Isabella Rossellini in Hamburg: „Ingrid Bergmann – Ein Leben in Bildern“

isabelle-rossellini-fotobuch-ingrid-bergmann-2013-frank-burmesterFrank Burmester

Hamburg. Weltpremiere in Hamburg mit illusteren Gästen wie Alfred Hitchcock, Salvadore Dali, Gregory Peck, Humphrey Bogart und Ingrid Bergmann. Selbstredend konnten all diese verblichenen Promis nicht persönlich anwesend sein. Aber immerhin durfte man auf einer Leinwand im prunkvollen Spiegelsaal des Museums für Kunst und Gewerbe großformatige Fotoprojektionen von ihnen bewundern.

Der tatsächliche Stargast des Tages hieß Isabella Rossellini. Ihres Zeichens Schauspielerin, Ex-Model und Tochter von Ingrid Bergmann.

Natürlich zog ein internationaler Star dieses Kalibers eine Heerschar von Fotografen an, die Frau Rossellini, kaum das sie den Saal betreten hatte, sogleich umzingelten. Erst mit einem resoluten „It`s enough!“ konnte die zierliche Italienerin das minutenlange Blitzlichtgewitter stoppen. Aber immerhin war man nach diesem Beginn gleich im Thema – denn es ging ja um die Vorstellung eines Fotobuches: „Ingrid Bergmann – Ein Leben in Bildern“.

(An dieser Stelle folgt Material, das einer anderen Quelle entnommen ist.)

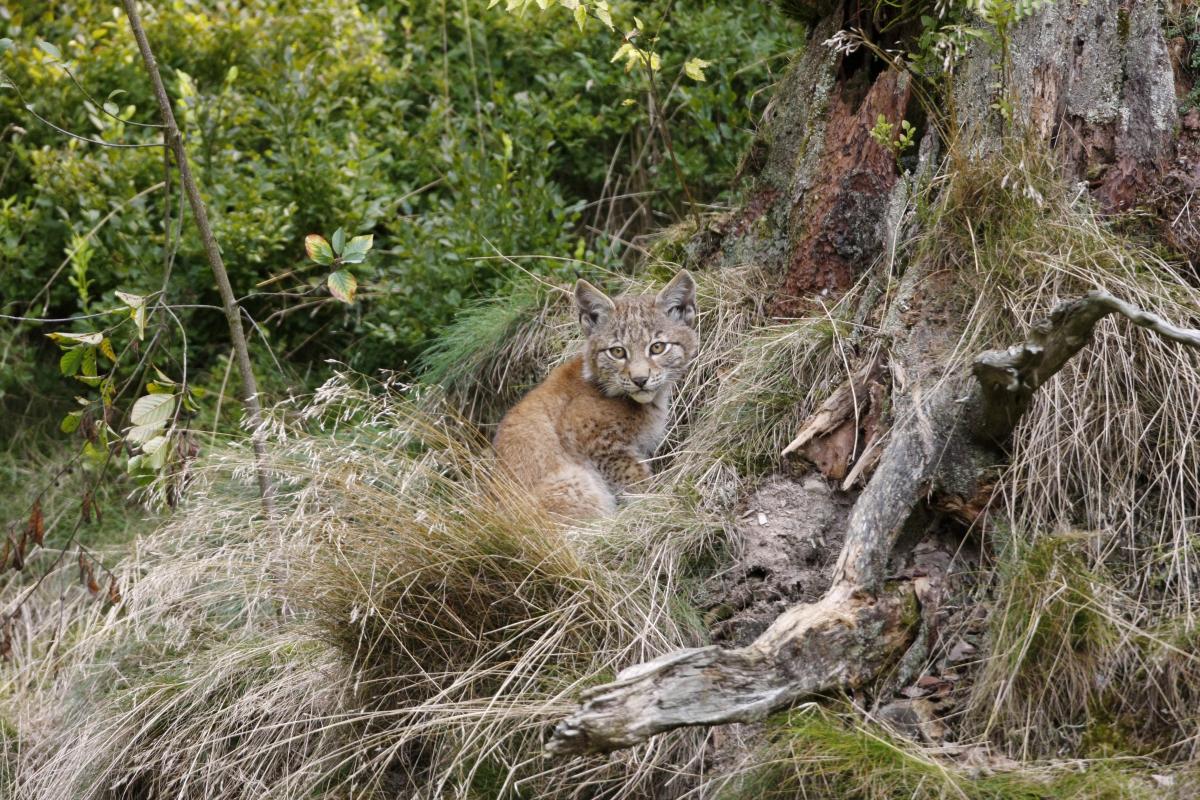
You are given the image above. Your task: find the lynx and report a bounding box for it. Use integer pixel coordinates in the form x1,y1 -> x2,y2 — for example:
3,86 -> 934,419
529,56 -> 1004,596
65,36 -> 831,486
496,270 -> 698,519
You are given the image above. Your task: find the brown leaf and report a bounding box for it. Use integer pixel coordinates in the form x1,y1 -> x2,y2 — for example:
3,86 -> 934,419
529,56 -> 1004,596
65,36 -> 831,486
28,500 -> 46,547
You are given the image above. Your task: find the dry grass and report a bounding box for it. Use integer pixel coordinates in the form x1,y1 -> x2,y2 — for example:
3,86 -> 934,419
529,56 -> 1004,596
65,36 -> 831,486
718,703 -> 1166,800
2,380 -> 720,799
914,145 -> 1200,759
7,140 -> 1200,800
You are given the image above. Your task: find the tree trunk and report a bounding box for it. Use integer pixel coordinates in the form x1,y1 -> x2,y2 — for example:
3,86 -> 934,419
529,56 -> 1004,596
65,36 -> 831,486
547,0 -> 1200,753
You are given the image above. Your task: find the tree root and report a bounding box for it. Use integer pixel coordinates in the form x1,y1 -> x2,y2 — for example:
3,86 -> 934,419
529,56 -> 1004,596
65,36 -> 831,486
546,291 -> 1200,754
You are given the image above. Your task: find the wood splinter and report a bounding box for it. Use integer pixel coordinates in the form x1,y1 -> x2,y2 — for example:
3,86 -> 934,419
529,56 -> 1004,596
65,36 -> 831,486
546,291 -> 1200,756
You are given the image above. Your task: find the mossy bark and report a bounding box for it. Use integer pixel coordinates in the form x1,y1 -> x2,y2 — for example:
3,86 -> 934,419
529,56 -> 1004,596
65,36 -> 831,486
550,0 -> 1200,753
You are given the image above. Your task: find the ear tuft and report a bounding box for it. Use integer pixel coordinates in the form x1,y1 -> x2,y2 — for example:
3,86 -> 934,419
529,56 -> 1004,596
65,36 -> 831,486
654,270 -> 696,327
575,278 -> 617,336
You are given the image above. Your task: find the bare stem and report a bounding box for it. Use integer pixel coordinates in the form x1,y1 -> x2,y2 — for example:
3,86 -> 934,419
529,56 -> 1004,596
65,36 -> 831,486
124,0 -> 275,516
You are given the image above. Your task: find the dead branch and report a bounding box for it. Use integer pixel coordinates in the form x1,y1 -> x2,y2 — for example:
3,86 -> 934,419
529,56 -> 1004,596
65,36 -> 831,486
546,582 -> 918,756
124,0 -> 274,516
974,291 -> 1200,441
546,291 -> 1200,754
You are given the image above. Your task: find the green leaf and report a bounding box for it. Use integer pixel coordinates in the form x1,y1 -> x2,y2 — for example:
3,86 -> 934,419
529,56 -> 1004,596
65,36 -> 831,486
37,40 -> 62,61
59,344 -> 88,377
342,234 -> 374,264
328,270 -> 359,302
142,437 -> 170,470
592,0 -> 612,30
116,291 -> 146,308
683,59 -> 712,80
59,411 -> 83,433
46,332 -> 104,347
79,347 -> 96,378
130,395 -> 175,427
304,234 -> 334,266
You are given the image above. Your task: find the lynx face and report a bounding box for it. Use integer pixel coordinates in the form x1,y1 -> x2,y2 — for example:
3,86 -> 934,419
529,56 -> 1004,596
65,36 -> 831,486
575,270 -> 698,404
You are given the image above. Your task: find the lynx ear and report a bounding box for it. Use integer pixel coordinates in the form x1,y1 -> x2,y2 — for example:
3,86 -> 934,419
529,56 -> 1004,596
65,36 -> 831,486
654,270 -> 696,327
575,278 -> 617,336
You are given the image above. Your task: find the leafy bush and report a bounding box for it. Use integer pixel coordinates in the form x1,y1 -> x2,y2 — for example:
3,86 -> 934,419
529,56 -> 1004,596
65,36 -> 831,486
0,0 -> 790,376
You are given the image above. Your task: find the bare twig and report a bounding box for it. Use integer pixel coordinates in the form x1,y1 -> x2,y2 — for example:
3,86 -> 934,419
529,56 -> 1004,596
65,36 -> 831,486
546,291 -> 1200,754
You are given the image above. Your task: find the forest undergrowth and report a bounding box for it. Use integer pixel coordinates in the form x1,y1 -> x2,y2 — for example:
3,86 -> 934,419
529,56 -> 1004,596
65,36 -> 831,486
0,140 -> 1200,799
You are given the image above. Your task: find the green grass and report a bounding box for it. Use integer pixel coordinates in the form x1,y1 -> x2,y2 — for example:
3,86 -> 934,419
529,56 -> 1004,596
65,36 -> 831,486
720,706 -> 1162,800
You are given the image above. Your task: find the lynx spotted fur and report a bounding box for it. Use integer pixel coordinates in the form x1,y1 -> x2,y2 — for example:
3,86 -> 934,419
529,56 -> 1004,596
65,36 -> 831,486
496,271 -> 698,519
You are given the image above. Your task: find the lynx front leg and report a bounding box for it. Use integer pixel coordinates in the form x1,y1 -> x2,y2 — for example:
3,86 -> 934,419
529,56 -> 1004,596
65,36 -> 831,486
594,447 -> 650,492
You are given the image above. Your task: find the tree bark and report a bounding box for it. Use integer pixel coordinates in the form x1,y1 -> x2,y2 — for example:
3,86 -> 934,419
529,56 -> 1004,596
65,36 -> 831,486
547,0 -> 1200,754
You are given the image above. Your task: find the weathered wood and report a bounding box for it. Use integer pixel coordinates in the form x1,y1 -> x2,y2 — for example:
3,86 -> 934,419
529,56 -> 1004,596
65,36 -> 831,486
546,582 -> 918,756
546,291 -> 1200,754
974,291 -> 1200,441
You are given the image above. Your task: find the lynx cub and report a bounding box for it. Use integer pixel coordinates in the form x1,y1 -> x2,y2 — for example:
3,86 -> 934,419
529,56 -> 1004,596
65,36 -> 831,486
496,270 -> 698,519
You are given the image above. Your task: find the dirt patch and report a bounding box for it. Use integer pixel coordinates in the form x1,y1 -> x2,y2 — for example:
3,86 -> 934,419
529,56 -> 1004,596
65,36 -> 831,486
706,475 -> 850,646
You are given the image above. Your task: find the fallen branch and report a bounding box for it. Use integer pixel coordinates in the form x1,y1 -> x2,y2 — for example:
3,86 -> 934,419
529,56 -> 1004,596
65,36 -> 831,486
974,291 -> 1200,441
546,582 -> 918,756
546,291 -> 1200,754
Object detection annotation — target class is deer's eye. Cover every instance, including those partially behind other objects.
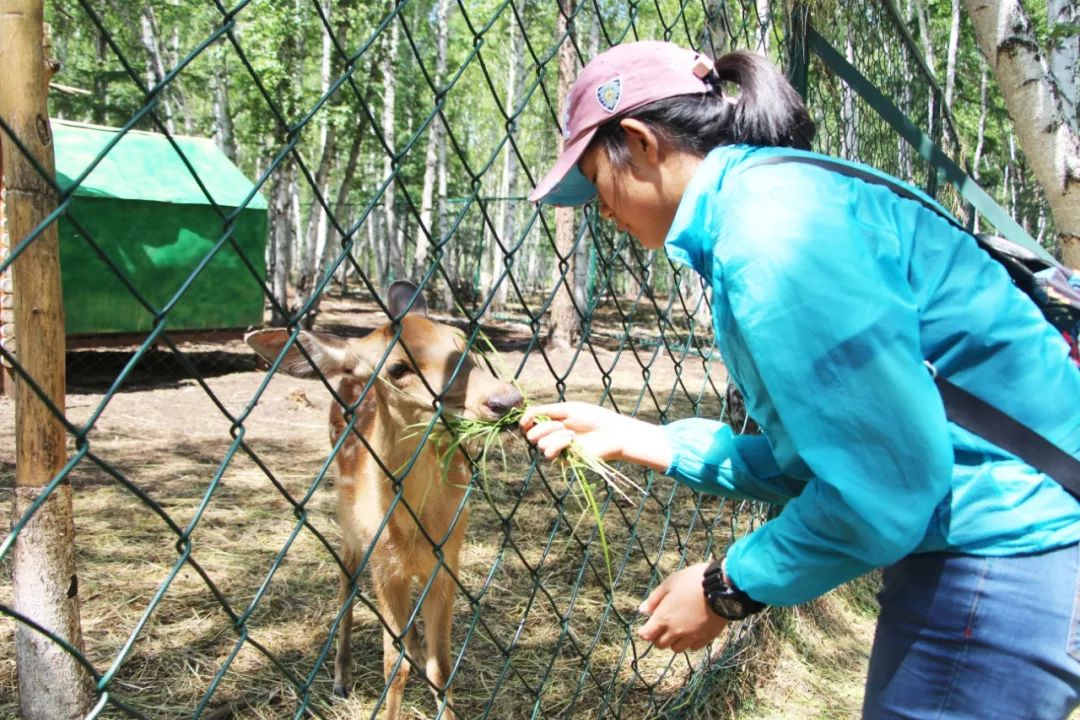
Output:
[387,361,413,380]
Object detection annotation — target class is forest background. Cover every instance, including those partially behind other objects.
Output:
[39,0,1077,338]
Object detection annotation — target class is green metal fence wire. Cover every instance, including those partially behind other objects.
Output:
[0,0,1028,718]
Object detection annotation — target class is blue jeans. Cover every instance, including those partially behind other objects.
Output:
[863,545,1080,720]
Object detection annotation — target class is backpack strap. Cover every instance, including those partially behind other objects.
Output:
[752,154,1080,500]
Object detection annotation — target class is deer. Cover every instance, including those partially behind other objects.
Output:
[244,281,522,720]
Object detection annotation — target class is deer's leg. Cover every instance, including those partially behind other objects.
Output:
[334,547,359,697]
[375,569,420,720]
[421,568,457,720]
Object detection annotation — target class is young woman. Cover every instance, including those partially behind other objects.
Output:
[522,42,1080,720]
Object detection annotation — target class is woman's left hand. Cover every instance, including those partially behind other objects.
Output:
[637,562,728,652]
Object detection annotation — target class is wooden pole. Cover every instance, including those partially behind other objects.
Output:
[0,0,93,720]
[0,133,15,397]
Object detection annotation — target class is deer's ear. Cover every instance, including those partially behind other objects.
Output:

Bilder aus dem Familienalbum

Der Bildband enthält neben Familien- und Filmfotos sogar Schnappschüsse, die Pressefotografen und Paparazzi von der schwedischen Kino-Ikone gemacht haben. Außerdem sei es bei der Zusammenstellung des Buches sicherlich von Vorteil gewesen, dass der Vater von Ingrid Bergmann ein Fotograf war und seine Tochter ausgiebig geknipst hatte, teilte Frau Rossellini den anwesenden Medienvertretern mit.

Auch einen Bezug der Bergmann-Familie zu Hamburg konnte der gut gelaunte Stargast offenbaren: Die Mutter von Ingrid Bergmann, Friedel Adler, stammte aus dem Grindelviertel. Hamburg und Hollywood liegen eben dichter beieinander als man denkt.